Madeleine was silenced; so Madame answered her own question.
"No man with eyes like a tomcat could ever turn my head!" she snorted.
For once her gift of biting repartee served a good purpose. It effectually distracted attention from Ingersoll's half-demented state, while father and daughter were given a breathing space before plunging into an explanation that might affect the future in such wise that the stream of life would never again flow on the placid course it had followed during many happy and uneventful years.
Within the cottage, too, Mère Pitou's bustling ways interposed a further barrier. She drove the artist to his room, set Madeleine to help Yvonne undress, "and rub her till she's as red as a boiled lobster," prepared two steaming glasses of mulled wine, scolded each unwilling patient until the decoction was taken, and wanted to massage Ingersoll; an attention that he avoided only by declaring positively that he would not indulge in a hot bath at all unless she cleared out.

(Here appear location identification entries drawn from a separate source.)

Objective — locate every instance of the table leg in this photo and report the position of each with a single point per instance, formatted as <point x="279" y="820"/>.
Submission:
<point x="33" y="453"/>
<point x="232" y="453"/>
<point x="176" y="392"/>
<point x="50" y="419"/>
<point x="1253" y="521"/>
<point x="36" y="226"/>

Luckily a wetting from salt water is seldom harmful if accompanied by exercise, and Ingersoll had never been really chilled; while Yvonne had not only kept comparatively dry, but had been shielded from the wind during the homeward voyage. When the two met in the studio, a large room that Ingersoll had built on the north side of the house, the frenzy and tumult of a tremendous discovery had died down, and each was ready to make due allowance for the other's suffering.
Yvonne wore her Breton dress, and her father had discarded his artist's clothes for a suit of blue serge. Seldom, perhaps not twice in a year, did he appear in evening dress. He shunned society, and disliked its livery. For that reason he had removed from the Hotel Julia soon after arriving at Pont Aven with Yvonne, then an engaging mite hardly a year old. Ostensibly he wanted a spacious studio; in reality he sought seclusion.
As for Yvonne, she did not even possess a dinner gown; though she and her father were often welcome guests at the houses of the small artistic coterie that makes the village its abiding place. But pictures, not fashion plates, ruled the roost therein, and no grande dame whom chance brought to these friendly gatherings could plume herself that her "Paris model" frock eclipsed the quaint charm of Yvonne's peasant costume.
The girl had grown quite accustomed to the demand invariably put forward by Ingersoll before accepting an invitation that he should be told the names of any strangers who would be present. If she gave a passing thought to the matter, she fancied that her father had early in life quarreled with his relatives, and wished to avoid a haphazard meeting with certain members of his family. Singularly enough, Tollemache, her greatest friend among the men of Pont Aven, did not conceal the fact that he too was at loggerheads with his own people. Only that day had he been on the verge of some explanation of this unfortunate state of affairs. How little did she dream then that the carefully hidden secret which led her own father to bury his talents in a Brittany fishing village soon after she was born would be dragged into light before the sun went down!
When she entered the studio she found her father seated in a roomy wickerwork chair, and gazing disconsolately into the flames of a roaring log fire. He had aged within the hour; his already slight figure seemed to have shrunk; he did not even turn his head when the door opened.